I couldn’t close an eye all night long. I imagined that Augusto had fallen in love with me and I was his mistress. Every day I would go to meet him at a hotel. I would come home very late and Alberto would search my face agonizingly to see where I had been. But when Augusto came to see me again a few evenings later I was ashamed of all the things I had imagined. He picked up my ball of wool when it fell to the floor, filled his pipe, lit it, scraped the ashes out of it with a matchstick, and paced up and down the room, while all the time I imagined how we would make love in a hotel room and blushed with shame at my own imaginings. I didn’t speak again of Alberto and myself and neither did he. We didn’t know what to talk about, and I had an idea he was as bored as I was. Only I was glad we had become friends, and I told Alberto as much when he came back. He didn’t say anything, but he didn’t look very pleased.

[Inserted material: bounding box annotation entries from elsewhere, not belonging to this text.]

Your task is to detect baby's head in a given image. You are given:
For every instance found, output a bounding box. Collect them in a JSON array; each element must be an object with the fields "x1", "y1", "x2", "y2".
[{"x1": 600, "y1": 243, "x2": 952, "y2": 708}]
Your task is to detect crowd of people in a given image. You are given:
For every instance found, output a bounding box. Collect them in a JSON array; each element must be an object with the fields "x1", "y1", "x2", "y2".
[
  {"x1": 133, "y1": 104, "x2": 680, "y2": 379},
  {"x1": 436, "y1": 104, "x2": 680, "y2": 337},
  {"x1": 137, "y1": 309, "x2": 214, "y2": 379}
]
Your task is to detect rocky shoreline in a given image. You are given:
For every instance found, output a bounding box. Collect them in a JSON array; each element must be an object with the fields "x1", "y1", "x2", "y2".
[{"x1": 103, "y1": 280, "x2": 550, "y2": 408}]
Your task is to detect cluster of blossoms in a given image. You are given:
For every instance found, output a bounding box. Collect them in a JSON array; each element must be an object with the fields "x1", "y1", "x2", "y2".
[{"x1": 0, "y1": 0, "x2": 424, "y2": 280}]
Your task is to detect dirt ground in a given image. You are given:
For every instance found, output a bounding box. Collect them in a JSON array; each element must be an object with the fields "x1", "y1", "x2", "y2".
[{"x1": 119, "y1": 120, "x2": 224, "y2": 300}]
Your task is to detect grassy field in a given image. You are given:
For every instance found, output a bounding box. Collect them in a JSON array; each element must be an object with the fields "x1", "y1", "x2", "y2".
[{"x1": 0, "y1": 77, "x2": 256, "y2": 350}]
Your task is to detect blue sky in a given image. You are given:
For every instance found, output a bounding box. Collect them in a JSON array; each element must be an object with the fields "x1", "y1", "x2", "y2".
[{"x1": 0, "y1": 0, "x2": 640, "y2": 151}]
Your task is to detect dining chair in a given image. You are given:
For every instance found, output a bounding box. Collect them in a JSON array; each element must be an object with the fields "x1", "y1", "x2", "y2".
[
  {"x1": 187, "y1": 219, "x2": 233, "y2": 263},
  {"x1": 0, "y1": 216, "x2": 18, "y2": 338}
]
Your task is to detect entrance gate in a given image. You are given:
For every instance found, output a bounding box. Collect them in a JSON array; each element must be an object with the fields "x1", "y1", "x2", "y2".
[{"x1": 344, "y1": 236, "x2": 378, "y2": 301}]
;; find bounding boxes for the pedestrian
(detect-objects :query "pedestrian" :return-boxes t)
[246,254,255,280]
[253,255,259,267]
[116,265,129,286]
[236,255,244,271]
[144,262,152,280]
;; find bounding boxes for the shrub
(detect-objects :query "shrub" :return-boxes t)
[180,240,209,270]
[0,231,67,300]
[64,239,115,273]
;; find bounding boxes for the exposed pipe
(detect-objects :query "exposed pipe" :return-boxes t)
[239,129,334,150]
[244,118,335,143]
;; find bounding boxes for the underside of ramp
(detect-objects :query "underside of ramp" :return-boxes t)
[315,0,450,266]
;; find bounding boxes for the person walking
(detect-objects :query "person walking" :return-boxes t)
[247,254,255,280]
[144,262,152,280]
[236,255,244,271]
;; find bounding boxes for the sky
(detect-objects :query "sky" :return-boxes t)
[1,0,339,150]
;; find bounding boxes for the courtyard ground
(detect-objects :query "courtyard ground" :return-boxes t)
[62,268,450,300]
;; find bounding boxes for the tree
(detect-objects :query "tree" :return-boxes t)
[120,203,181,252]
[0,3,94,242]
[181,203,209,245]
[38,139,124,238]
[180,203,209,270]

He shouted and made a great fuss in the bathroom because the water was too hot and he couldn’t find his shaving brush and the other things he was looking for. He came out of the bathroom freshly shaved, with a lighted cigarette in his mouth, and I asked him if this trip had been any more of a success than the one before. He said that it was a trip like any other and not worth talking about, that he had gone on business to Rome. I said I wished he wouldn’t go away again before the baby was born because I was afraid of what might happen if I had pains during the night when I was all alone. He said I wasn’t the first woman in the world to have a baby and if I was so nervous it was just too bad. We didn’t say anything more, but I cried over my knitting, and then he went out, slamming the door behind him.

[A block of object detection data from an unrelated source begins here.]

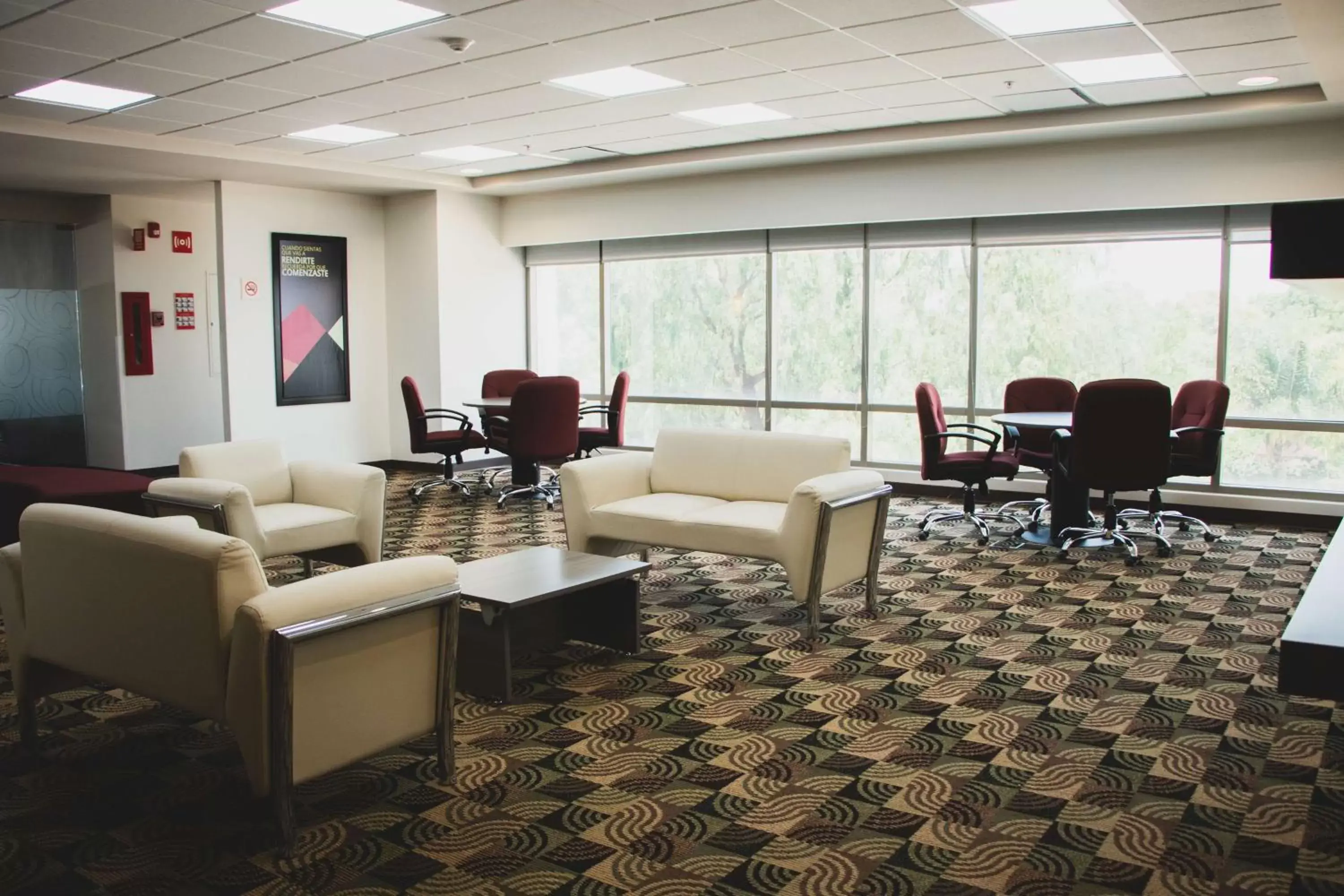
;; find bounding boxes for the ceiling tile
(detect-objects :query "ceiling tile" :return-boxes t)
[1150,7,1296,52]
[466,0,641,40]
[122,98,238,125]
[0,12,171,65]
[324,75,446,117]
[559,22,716,65]
[737,31,883,69]
[845,12,999,55]
[640,50,778,85]
[304,40,444,81]
[126,40,280,78]
[1083,78,1204,106]
[853,81,966,109]
[816,109,915,130]
[900,40,1036,78]
[780,0,953,28]
[667,0,825,47]
[60,0,246,38]
[79,62,211,97]
[1176,38,1308,75]
[0,97,95,124]
[902,99,1003,124]
[234,62,368,97]
[1195,66,1316,94]
[797,56,929,90]
[948,66,1073,99]
[374,16,538,65]
[192,16,355,60]
[1122,0,1277,23]
[991,90,1087,112]
[0,39,102,78]
[1017,26,1163,62]
[176,81,304,112]
[770,91,878,118]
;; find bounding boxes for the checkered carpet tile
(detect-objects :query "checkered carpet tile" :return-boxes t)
[0,474,1344,896]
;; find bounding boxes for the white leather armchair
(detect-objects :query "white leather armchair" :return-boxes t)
[560,430,891,638]
[0,504,460,842]
[145,439,387,573]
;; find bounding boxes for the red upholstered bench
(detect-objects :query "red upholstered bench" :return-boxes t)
[0,465,151,544]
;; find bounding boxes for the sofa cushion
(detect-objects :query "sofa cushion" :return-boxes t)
[649,430,849,502]
[257,504,359,557]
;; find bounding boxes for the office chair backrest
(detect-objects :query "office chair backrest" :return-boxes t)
[1068,379,1172,491]
[481,370,536,398]
[1172,380,1231,475]
[1004,376,1078,454]
[606,371,630,448]
[508,376,579,461]
[915,383,948,479]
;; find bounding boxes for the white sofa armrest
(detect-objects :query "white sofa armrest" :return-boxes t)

Augusto came to the house that evening and I kept him in the drawing room, where Alberto told him that he’d been on a business trip to Rome and thanked him for keeping me company. A little later Gemma called me into the kitchen to look over the household accounts, and when I came back the two men had gone into the study. I wondered whether to join them there or to wait in the drawing room, and after considerable hesitation I decided that there was nothing so strange about my going to join them. I picked up my knitting and started to go into the study, but the door was locked and I could hear Alberto saying: “It’s quite useless.” What did he mean? I sat down in the drawing room and began to count stitches. I felt tired and heavy and the baby stirred inside of me. Then and there I wanted to die with my baby, to escape from this torment and not feel anything more. I went to bed and to sleep but woke up when Alberto came in.